Wirtschafts- und finanzpolitik Österreichs



1. Die Akteure: Wirtschafts- und Finanzpolitik gehören zu den zentralen Aufgaben jeder Regierung. Dementsprechend finden sich unter ihren Akteuren die wichtigsten Regierungsmitglieder, nämlich Bundeskanzler und Finanzminister, außerdem der Minister für wirtschaftliche Angelegenheiten, der Sozialminister und der Minister für Land- und Forstwirtschaft. Dem Finanzminister kommt dabei eine zentrale Stellung zu. Zu den Hauptakteuren zählen ferner die Großverbände der Sozialpartnerschaft, vor allem ÖGB und Wirtschaftskammer Österreich; bei der Lohn/Einkommenspolitik spielen diese sogar die dominante Rolle, ihr Einfluss reicht aber auch in andere Bereiche hinein. Die zwei großen politischen Parteien zählen ebenfalls zu diesem Kreis, der sich seit dem EU-Beitritt erweitert und verändert hat. Vor allem sind die EU-Kommision und der Rat der Wirtschafts- und Finanzminister hinzugetreten; ein Teil dieser Politik wird jetzt in Brüssel gemacht und von dort aus vorgegeben, so etwa die Maastricht-Kriterien für Budgetdefizit und Staatsverschuldung. Die innenpolitischen Akteure verlieren dagegen an Bedeutung, vor allem die Arbeitnehmervertreter, für die es in Brüssel kein direktes Gegenstück zur Sozialpartnerschaft gibt; die Industrie dagegen hat auch dort einen guten Zugang zu den wichtigen Institutionen.

Die jeweilige Bedeutung dieser Akteure und ihre Beziehungen zueinander waren im historischen Verlauf durchaus unterschiedlich. Bemerkenswert ist jedenfalls, dass die Akteure meist sehr eng zusammengearbeitet haben und dass es kaum Fälle gibt, in denen sich einzelne Gruppen den Beschlüssen dieser Eliten entziehen konnten. Angesichts der Probleme, die Einkommenspolitik in zahlreichen anderen Ländern regelmäßig hervorruft, verdient dieser Punkt besondere Beachtung.
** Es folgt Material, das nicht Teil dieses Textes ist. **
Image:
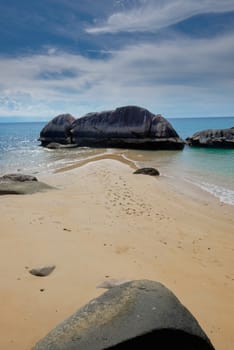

Im ersten Nachkriegsjahrzehnt war die Wirtschafts- und Finanzpolitik weit gehend eine Angelegenheit der ÖVP bzw. des von ihr gestellten Finanzministers. Der SPÖ fehlte es an Experten und an Tätigkeitsbereichen, in denen sich solche entwickeln hätten können.

Mitte der Fünfzigerjahre nahmen die zentrifugalen Kräfte in der Großen Koalition zu und die Fähigkeiten zur Problembewältigung ab. Von der Hochkonjunktur her drohte Inflation, von der gegenseitigen Blockierung der Regierung her Handlungsunfähigkeit. In der Folge gab es eine Auslagerung der Wirtschaftskompetenz von den großen Parteien hin zu den Sozialpartnern; bei der SPÖ hin zum ÖGB, bei ÖVP zur BWK.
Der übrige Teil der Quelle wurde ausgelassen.